Thoracic epithelioid malignant vascular tumors: A clinicopathologic study of 52 cases with emphasis on pathologic grading and molecular studies of WWTR1-CAMTA1 fusions
Intracellular Signaling Peptides and Proteins
Malignant thoracic epithelioid vascular tumors are an uncommon and heterogenous group of tumors that include low-grade to intermediate-grade epithelioid hemangioendothelioma (EHE) and high-grade epithelioid angiosarcoma (EAS). We examine the morphologic and immunohistochemical features of 52 malignant epithelioid vascular tumors (10 low-grade EHE, 29 intermediate-grade EHE, and 13 EAS) involving the thorax (lung, pleura, mediastinum, heart, great vessels) including cases with exclusively thoracic disease (35) and with multiorgan disease including the thorax (17). Intermediate-grade EHE differs from low-grade EHE by the presence of necrosis, increased mitotic activity, and increased atypia. Morphologic features such as intranuclear inclusions, intracytoplasmic vacuoles, and stromal changes (chondroid, myxoid, or hyalinized stroma) are seen more frequently in EHE, whereas blood lakes, proliferation of slit-like vessels, and prominent nucleoli favor EAS. Fluorescence in situ hybridization analysis showed CAMTA1-WWTR1 fusions in 4/7 low-grade and 23/23 intermediate-grade EHE (P<0.001). In EAS, CAMTA1 rearrangement was negative in all cases, whereas a WWTR1 complex abnormality was found in 1/5 cases (P<0.001). This offers an objective means of differentiating intermediate-grade EHE from EAS, especially on limited biopsies.

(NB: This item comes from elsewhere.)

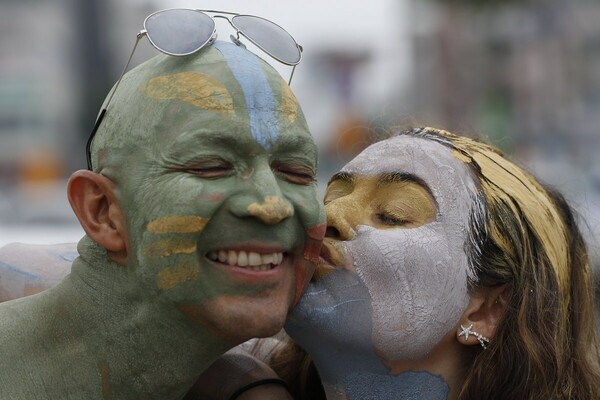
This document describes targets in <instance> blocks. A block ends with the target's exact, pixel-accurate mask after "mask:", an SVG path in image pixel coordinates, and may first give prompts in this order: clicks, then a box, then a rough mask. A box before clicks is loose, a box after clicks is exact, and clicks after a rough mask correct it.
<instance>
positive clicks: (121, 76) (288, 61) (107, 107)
mask: <svg viewBox="0 0 600 400" xmlns="http://www.w3.org/2000/svg"><path fill="white" fill-rule="evenodd" d="M207 13H211V14H213V16H212V17H211V16H210V15H208V14H207ZM215 18H222V19H225V20H227V21H228V22H229V24H230V25H231V26H232V27H233V29H235V30H236V35H235V36H234V35H230V38H231V41H232V42H233V43H235V44H236V45H238V46H241V47H244V48H246V46H245V45H244V44H243V43H242V42H241V41H240V35H241V36H243V37H245V38H246V39H247V40H249V41H250V42H251V43H253V44H254V45H255V46H256V47H258V48H259V49H260V50H262V51H264V52H265V53H266V54H268V55H269V56H271V57H272V58H274V59H275V60H277V61H279V62H280V63H282V64H285V65H289V66H291V67H293V68H292V72H291V74H290V79H289V81H288V84H291V82H292V77H293V76H294V70H295V69H296V65H298V64H299V63H300V60H301V58H302V46H300V45H299V44H298V43H296V41H295V40H294V38H293V37H292V36H291V35H290V34H289V33H288V32H287V31H286V30H285V29H283V28H282V27H280V26H279V25H277V24H276V23H274V22H271V21H269V20H268V19H265V18H262V17H257V16H255V15H247V14H237V13H232V12H227V11H216V10H196V9H187V8H172V9H167V10H161V11H156V12H154V13H152V14H150V15H149V16H148V17H146V19H145V20H144V29H142V30H141V31H140V32H139V33H138V34H137V37H136V41H135V45H134V46H133V50H132V51H131V54H130V55H129V59H128V60H127V64H126V65H125V68H123V72H121V75H120V76H119V79H118V80H117V83H116V85H115V87H114V89H113V91H112V93H111V94H110V97H109V98H108V100H107V101H106V105H105V106H104V107H103V108H102V110H100V114H99V115H98V119H97V120H96V124H95V125H94V129H93V130H92V133H91V135H90V137H89V139H88V141H87V143H86V146H85V152H86V158H87V166H88V169H89V170H90V171H91V170H92V155H91V146H92V140H93V139H94V136H95V135H96V131H97V130H98V128H99V127H100V124H101V123H102V120H103V119H104V115H105V114H106V110H107V108H108V105H109V104H110V101H111V100H112V98H113V96H114V95H115V92H116V91H117V88H118V87H119V84H120V83H121V79H123V75H125V72H126V71H127V68H128V67H129V63H130V62H131V59H132V58H133V54H134V53H135V49H136V48H137V45H138V43H139V41H140V39H141V38H142V37H144V36H146V37H147V38H148V41H149V42H150V44H152V46H154V47H155V48H156V49H157V50H159V51H161V52H163V53H165V54H168V55H170V56H187V55H190V54H194V53H196V52H198V51H200V50H201V49H203V48H204V47H206V46H210V45H211V44H212V43H213V42H214V41H215V40H216V39H217V29H216V23H215Z"/></svg>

All cases show expression of at least 1 vascular marker, which allows differentiation from primary thoracic epithelial malignancies, although keratin expression is a potential pitfall with 29% of EHE and 25% of EAS showing keratin expression. Survival analysis shows that higher tumor grade for all tumors (P=0.026) as well as lung and pleural tumors only (P=0.010) and the presence of pleural involvement in lung and/or pleural tumors (P=0.042) correlate with poor prognosis.